Regarding evangelist Joel Osteen, Javerbaum (as God) reminds the reader He sees and knows everything.
"Note that I do not say he has committed homosexual acts, for that could be shown to be demonstrably true or false; I simply say, that in the secret recesses of his heart, Joel Osteen yearns for the tender touch of another man," according to Againesis, Chapter 14, Verse 20, in the book.
“The Last Testament” declares that Jesus had a sister: Kathy.
Critics say the book is best taken in small doses and with a healthy grain of salt. This book is not for the easily offended, or who find religious humor blasphemous.

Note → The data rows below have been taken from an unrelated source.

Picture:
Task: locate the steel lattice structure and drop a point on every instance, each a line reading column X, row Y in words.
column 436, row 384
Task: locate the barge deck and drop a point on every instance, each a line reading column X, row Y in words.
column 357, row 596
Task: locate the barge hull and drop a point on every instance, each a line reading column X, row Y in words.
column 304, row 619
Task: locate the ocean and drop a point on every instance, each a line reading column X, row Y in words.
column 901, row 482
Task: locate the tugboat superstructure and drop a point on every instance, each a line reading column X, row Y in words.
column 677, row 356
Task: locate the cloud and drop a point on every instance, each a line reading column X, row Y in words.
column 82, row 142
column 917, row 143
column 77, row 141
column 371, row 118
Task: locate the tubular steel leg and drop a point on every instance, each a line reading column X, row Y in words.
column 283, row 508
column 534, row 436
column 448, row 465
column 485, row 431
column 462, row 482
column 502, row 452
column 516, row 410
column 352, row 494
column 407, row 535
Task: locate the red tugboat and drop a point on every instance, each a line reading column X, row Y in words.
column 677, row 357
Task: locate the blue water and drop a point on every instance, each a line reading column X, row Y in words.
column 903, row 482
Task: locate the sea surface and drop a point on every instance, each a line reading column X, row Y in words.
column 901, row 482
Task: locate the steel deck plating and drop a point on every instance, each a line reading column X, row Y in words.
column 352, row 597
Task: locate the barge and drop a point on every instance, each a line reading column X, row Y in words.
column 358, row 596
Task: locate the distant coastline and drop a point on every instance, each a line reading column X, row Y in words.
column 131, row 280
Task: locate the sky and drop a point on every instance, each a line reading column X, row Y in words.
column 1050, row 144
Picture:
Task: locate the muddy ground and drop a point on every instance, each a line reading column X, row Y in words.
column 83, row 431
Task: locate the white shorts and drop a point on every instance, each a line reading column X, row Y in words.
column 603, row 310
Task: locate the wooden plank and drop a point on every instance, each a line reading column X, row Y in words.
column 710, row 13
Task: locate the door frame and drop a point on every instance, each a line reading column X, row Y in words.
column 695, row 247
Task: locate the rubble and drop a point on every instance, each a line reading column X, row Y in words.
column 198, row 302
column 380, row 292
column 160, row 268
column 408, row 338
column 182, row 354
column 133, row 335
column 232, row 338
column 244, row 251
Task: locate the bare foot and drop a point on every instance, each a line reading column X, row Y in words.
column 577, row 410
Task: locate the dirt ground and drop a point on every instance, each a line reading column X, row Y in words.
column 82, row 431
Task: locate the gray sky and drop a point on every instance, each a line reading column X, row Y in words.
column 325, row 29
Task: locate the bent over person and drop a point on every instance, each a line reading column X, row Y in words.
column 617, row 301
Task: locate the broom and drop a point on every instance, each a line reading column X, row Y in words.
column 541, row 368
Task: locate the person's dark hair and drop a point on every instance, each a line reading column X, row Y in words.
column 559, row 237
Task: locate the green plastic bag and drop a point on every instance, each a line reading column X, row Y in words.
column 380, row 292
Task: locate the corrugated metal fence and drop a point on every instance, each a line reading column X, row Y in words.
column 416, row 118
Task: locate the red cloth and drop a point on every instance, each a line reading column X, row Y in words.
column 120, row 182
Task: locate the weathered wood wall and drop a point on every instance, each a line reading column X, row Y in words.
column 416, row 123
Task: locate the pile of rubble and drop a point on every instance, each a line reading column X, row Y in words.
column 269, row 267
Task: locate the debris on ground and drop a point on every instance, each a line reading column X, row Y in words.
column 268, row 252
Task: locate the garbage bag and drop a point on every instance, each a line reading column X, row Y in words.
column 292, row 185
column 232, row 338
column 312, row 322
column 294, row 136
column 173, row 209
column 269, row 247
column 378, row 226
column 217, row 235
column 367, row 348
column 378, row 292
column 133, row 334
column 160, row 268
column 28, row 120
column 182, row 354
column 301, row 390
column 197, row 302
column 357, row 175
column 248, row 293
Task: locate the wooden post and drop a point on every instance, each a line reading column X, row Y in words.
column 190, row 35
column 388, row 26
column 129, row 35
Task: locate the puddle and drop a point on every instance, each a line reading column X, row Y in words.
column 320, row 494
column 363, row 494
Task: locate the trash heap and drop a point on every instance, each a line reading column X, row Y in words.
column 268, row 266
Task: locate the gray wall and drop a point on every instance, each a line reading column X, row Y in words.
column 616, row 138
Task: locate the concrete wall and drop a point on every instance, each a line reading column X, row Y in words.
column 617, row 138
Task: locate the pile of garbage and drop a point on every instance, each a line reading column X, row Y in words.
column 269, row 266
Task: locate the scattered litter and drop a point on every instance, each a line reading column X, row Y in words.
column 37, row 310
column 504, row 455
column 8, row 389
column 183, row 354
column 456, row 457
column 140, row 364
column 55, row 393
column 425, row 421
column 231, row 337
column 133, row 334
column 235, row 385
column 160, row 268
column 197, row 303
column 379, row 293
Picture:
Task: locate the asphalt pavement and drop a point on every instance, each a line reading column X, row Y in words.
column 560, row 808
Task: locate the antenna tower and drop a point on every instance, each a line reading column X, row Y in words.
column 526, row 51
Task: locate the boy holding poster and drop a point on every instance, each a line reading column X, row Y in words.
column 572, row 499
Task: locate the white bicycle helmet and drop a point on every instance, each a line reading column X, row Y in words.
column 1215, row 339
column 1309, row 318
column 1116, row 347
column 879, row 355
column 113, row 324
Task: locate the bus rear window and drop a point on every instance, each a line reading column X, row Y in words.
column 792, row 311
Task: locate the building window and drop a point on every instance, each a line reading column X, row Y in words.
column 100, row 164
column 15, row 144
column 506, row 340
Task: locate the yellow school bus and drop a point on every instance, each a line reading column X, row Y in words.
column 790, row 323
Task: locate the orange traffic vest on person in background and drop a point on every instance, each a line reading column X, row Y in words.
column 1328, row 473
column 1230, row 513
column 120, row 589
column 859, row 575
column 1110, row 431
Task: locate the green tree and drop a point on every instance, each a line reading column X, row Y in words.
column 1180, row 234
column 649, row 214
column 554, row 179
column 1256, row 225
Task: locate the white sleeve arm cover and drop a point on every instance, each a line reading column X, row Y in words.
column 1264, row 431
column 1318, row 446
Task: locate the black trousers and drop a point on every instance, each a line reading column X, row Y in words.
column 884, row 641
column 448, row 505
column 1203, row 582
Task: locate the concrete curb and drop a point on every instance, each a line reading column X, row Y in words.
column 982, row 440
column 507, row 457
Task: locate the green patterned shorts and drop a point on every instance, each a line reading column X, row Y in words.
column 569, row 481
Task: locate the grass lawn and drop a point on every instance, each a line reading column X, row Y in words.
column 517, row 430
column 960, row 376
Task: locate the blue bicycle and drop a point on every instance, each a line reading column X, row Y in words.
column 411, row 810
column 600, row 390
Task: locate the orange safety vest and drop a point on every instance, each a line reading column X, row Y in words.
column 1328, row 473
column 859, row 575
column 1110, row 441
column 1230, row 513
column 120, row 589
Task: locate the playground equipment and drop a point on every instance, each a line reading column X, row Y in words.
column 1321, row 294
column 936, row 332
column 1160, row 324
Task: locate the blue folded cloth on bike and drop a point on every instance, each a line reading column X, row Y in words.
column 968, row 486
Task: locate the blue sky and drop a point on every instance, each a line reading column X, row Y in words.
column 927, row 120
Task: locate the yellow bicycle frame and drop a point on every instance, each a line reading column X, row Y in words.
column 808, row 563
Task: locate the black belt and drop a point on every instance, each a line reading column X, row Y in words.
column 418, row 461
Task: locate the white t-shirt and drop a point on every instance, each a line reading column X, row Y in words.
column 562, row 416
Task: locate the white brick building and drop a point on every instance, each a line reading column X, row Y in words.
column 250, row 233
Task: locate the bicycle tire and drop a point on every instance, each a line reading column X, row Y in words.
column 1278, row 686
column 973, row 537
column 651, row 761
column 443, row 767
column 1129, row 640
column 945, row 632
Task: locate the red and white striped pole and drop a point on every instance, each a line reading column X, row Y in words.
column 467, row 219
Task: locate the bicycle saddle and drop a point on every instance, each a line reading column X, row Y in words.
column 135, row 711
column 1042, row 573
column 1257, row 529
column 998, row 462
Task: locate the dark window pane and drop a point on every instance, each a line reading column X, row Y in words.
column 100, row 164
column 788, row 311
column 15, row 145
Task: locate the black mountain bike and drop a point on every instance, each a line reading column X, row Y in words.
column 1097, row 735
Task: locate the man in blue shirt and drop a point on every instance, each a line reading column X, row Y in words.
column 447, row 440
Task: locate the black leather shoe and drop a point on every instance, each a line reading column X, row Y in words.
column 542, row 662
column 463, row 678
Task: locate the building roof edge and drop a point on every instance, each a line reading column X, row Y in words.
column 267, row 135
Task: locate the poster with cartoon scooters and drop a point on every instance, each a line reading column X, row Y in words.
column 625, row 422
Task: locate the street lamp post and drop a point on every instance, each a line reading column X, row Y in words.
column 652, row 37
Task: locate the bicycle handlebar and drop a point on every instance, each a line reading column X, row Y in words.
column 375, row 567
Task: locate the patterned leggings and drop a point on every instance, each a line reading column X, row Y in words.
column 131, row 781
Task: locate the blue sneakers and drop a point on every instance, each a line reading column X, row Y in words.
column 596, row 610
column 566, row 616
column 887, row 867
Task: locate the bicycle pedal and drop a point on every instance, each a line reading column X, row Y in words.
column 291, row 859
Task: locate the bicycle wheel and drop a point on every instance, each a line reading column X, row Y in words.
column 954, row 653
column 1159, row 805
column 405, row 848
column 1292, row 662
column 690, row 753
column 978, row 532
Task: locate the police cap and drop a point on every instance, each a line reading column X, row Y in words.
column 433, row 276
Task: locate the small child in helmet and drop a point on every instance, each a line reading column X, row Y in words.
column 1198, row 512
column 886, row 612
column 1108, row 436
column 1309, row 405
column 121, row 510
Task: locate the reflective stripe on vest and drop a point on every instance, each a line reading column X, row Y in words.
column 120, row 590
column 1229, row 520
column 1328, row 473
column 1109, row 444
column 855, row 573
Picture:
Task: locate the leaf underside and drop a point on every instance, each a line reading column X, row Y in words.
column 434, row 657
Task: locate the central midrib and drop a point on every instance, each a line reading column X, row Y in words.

Javerbaum pokes fun at the Old Testament’s tendency to indulge in long lists of names and places, claiming a passage in the King James Bible listing a family lineage was really just God coughing up phlegm.
The book references Hitler and the Holocaust, with God claiming “Hitler had ‘it.’”
Biblical figures are the source of some good-natured jokes as well. After a passage where God proclaims his love for musical theater, He references a Broadway classic.
“I love Joseph and the Amazing Technicolor Dreamcoat; I love it far more than I loved either Joseph or his amazing Technicolor dreamcoat.”
The book hits on celebrities, religious leaders, Biblical figures, arcane Biblical passages and more – all in jest. The New York Times Book Review assures readers that some – perhaps many – will be offended by the book, but that it fulfills its promise to appeal to the religious comedy niche with dry, well-crafted humor.